Rebus por fin logró lo que deseaba. Tras saltarse dos semáforos en ámbar, Bob por fin se detuvo ante uno en rojo. Rebus le adelantó, paró delante impidiéndole el paso y se bajó en el momento en que sonaba Dixie y Bob se apeaba con cara de pocos amigos. Rebus alzó las manos en gesto conciliador.

—Buenas, Bo-Bo —dijo—. ¿Te acuerdas de mí?

Bob le recordaba perfectamente.

—Me llamo Bob —replicó.

—Sí, claro.

El semáforo se puso verde y Rebus hizo una seña a los coches para que pasaran a su lado.

—¿A qué viene esto? —preguntó Bob mientras Rebus examinaba el coche como un posible comprador—. Yo no he hecho nada.

Rebus se acercó al maletero y le dio unos golpecitos con los nudillos.

—¿Quieres enseñarme lo que llevas? —dijo.

—¿Tiene orden de registro? —replicó Bob alzando la barbilla.

—¿Tú crees que yo me ando con formalismos? —La visera de la gorra de béisbol tapaba la cara de Bob y Rebus se agachó para mirarle—. Piénsalo —añadió tras una pausa—. Pero, en realidad, lo que quiero es que vengas conmigo a un sitio —dijo incorporándose.

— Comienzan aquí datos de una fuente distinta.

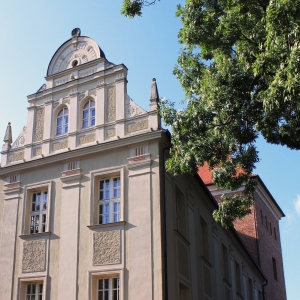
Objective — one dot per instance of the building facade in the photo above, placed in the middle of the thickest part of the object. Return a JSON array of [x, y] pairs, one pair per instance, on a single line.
[[87, 210], [260, 233]]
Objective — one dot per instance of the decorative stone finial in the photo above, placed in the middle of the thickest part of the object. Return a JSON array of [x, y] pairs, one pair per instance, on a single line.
[[76, 32], [154, 92], [8, 134]]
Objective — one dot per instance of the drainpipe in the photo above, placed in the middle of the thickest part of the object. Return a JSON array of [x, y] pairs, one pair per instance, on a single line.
[[266, 282], [164, 224]]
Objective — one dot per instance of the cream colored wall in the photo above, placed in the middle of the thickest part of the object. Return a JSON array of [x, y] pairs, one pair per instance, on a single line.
[[67, 265], [198, 203]]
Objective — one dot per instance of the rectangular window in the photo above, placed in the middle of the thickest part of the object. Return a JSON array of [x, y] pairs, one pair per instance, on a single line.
[[204, 239], [250, 289], [13, 179], [109, 200], [71, 166], [34, 291], [38, 212], [180, 212], [139, 151], [238, 278], [274, 268], [225, 262], [183, 292], [108, 288]]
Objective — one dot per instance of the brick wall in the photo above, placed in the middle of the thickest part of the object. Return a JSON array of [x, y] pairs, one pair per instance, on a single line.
[[269, 248], [263, 246]]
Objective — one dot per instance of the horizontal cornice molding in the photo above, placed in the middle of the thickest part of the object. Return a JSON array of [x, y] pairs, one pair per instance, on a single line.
[[77, 153]]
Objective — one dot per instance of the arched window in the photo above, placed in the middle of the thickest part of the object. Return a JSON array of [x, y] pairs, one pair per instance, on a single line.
[[62, 121], [88, 117]]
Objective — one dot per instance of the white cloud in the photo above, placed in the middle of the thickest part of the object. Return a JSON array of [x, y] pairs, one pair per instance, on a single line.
[[297, 205]]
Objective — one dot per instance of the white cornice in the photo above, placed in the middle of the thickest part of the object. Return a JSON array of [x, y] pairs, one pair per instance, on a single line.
[[77, 153], [263, 194]]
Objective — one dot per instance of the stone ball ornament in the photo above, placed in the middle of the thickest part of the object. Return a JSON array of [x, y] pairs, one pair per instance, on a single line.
[[76, 32]]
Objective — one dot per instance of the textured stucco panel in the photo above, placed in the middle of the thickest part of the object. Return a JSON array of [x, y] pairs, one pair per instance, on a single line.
[[39, 125], [34, 256], [88, 138], [16, 156], [106, 248], [111, 104], [137, 126], [183, 260]]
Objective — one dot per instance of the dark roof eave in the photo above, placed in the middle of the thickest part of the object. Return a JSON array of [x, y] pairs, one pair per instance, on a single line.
[[215, 203]]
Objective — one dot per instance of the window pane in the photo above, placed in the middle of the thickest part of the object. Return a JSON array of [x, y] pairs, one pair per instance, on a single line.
[[85, 124], [115, 295], [59, 121], [38, 201], [100, 295], [59, 130], [106, 295], [85, 114], [45, 204], [116, 282], [107, 184], [28, 288]]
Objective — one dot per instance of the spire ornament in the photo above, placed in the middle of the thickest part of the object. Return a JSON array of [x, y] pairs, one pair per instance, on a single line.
[[8, 135]]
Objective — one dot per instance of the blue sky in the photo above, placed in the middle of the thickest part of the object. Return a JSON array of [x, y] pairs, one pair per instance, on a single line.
[[31, 32]]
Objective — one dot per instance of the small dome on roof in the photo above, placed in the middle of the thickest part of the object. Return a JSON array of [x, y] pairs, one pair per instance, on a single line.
[[75, 51]]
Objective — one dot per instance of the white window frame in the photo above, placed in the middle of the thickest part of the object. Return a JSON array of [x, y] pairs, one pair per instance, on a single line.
[[40, 213], [38, 291], [29, 190], [139, 150], [96, 177], [38, 281], [110, 289], [89, 116], [95, 276], [110, 201], [64, 124]]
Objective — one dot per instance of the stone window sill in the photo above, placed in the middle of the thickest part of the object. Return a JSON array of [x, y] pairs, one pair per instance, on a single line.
[[28, 236], [106, 225]]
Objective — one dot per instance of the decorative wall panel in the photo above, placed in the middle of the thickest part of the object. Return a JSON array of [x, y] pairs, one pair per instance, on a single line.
[[60, 145], [111, 104], [110, 132], [140, 125], [16, 156], [37, 151], [88, 138], [39, 125], [106, 247], [34, 256]]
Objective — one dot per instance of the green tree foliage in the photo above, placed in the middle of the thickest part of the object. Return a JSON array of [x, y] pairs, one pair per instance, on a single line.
[[240, 70]]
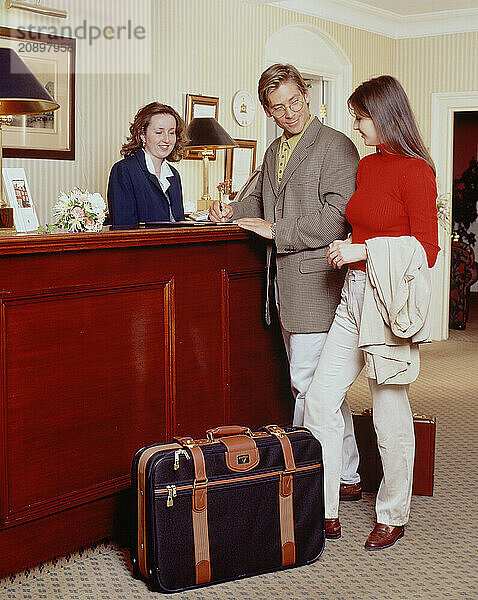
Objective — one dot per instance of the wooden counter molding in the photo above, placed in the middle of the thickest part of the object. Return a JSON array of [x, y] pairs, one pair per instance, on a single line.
[[110, 342]]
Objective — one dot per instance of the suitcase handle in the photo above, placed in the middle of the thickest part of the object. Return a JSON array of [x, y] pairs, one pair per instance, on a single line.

—Yo no he hecho nada —repitió Bob.

—No te preocupes, en St Leonard tenemos los calabozos llenos.

—¿Adónde vamos?

—Invito yo —dijo Rebus señalando con la cabeza el Saab—. Voy a dejarlo aparcado junto al bordillo; tú arrímate detrás. ¿Entendido? Y no quiero verte con el móvil en la mano.

—Yo no…

—Lo he entendido —le interrumpió Rebus—. Ahora sí que vas a hacer algo, y te gustará. Te lo prometo —añadió levantando un dedo y volviendo a su coche para cerrarlo.

Demonio Bob aparcó detrás obedientemente y aguardó a que Rebus subiese al asiento del pasajero y le mandara arrancar.

—¿Adónde vamos?

—A la mansión de Señor Sapo —contestó Rebus señalando al frente.